Bienvenu dans le monde du LHC : Lehman Has Crashed
Je me suis souvent demandé pourquoi les X de ma génération étaient plus souvent attirés par la banque et la finance, que par la recherche et l’innovation, notamment dans le secteur des nouvelles technologies et du Web. La réponse vient de m’apparaître, clairement. Loin de s’éloigner de la recherche fondamentale et de la physique, mes jeunes camarades cherchaient tout simplement à participer à la plus grande expérience de physique nucléaire jamais menée: recréer, à l’échelle internationale, le plus grand collisionneur de particules financières ayant jamais existé, le LHC (Lehman Has Crashed).
Le LHC, croyiez-vous, c’est cet immense accélérateur de particule situé entre Jura et Suisse, qui a couté quelques milliards de francs suisses, et dans lequel les physiciens de toute la planète espère recréer les conditions de la "soupe initiale", le grand maelström de matière produit dans les premières secondes qui ont suivi la naissance de notre univers. Et bien détrompez-vous, les financiers de la planète ont créé leur propre LHC. Et nul besoin d’écouter les déclarations d’Alan Greenspan, ancien patron de la FED, pour s’en convaincre (dieu que cet homme peut foutre la trouille!): la pire crise jamais vue (comprendre: le plus gros LHC jamais créé), ce n’est pas fini (comprendre: on a appuyé sur le bouton, le spectacle va durer plus longtemps que prévu).
Car en mêlant de manière inextricable des produits à haut risque (subprimes) avec des produits généralement plus pépères, nos apprentis sorciers de la finance ont réalisé à peu de choses près ce que leurs collègues physiciens tentent de faire au sein de cet immmense corridor de 27 km de long. Mélanger des protons et des neutrons, les inonder de neutrinos, identifier le boson de Higgs? Peanuts pour nos chercheurs de Wall Street et de la City! Eux vous mélangent actifs de crédits risqués et des actifs moins risqués au sein d’un CDO ou d’un CDS en un rien de temps. Vous croyiez tenir une poignée d’actifs peinards, et hop, comme par magie ceux-ci se volatilisent! Vous déteniez une poignée de dollars? Ils changentde poche par le biais d’un effet tunnel des plus torrides!

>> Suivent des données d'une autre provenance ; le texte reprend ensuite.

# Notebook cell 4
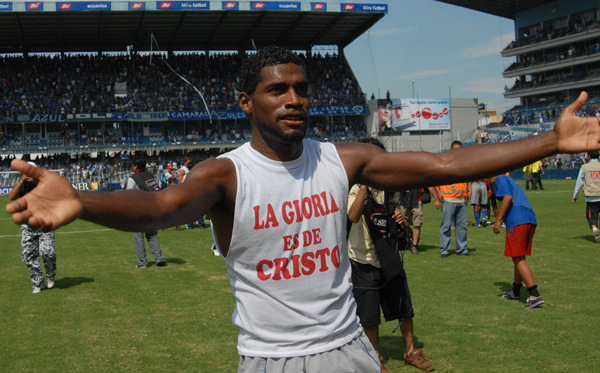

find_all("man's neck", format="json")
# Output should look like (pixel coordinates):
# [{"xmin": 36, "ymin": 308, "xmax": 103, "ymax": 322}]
[{"xmin": 250, "ymin": 135, "xmax": 304, "ymax": 162}]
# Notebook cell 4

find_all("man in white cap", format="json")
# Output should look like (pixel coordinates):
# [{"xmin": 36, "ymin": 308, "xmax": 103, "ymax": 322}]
[{"xmin": 8, "ymin": 162, "xmax": 56, "ymax": 294}]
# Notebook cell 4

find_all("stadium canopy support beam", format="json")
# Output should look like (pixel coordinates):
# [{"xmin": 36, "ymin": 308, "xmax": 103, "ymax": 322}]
[
  {"xmin": 98, "ymin": 12, "xmax": 104, "ymax": 56},
  {"xmin": 168, "ymin": 12, "xmax": 188, "ymax": 51},
  {"xmin": 338, "ymin": 14, "xmax": 383, "ymax": 49},
  {"xmin": 13, "ymin": 12, "xmax": 27, "ymax": 57},
  {"xmin": 237, "ymin": 11, "xmax": 267, "ymax": 50},
  {"xmin": 275, "ymin": 12, "xmax": 309, "ymax": 45},
  {"xmin": 308, "ymin": 13, "xmax": 347, "ymax": 45},
  {"xmin": 204, "ymin": 12, "xmax": 230, "ymax": 50},
  {"xmin": 133, "ymin": 12, "xmax": 146, "ymax": 51}
]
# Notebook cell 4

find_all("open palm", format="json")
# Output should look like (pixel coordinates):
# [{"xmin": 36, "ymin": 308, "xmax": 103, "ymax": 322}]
[{"xmin": 6, "ymin": 159, "xmax": 83, "ymax": 232}]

Bon, il faut dire que, comme pour le LHC de Genève, notre LHC financier a demandé des moyens colaussaux. Il en a fallu payer, des primes, à ces nantis de Wall Street, de la City ou de La Défense, pour créer le contexte dans lequel une telle expérimentation a pu s’opérer. On a même eu droit au facteur (mal)chance, celui qui fait si souvent défaut au physiciens: en l’occurence, l’explosion de la bulle internet, l’envolée des prix de l’immobilier, combinées toutes deux avec un conflit irakien qui coute chaque jour plusieurs dizaines de millions de dollars à l’économie américaine. Alors on peut comprendre que mes jeunes camarades, plutôt que de tenter l’aventure au sein d’une structure de recherche type CNRS, où les projets avancent plutôt lentement, aient préféré rejoindre les structures plus dynamiques de banques américaines, françaises ou allemandes, pour participer à ce merveilleux projet d’accélérateur financier.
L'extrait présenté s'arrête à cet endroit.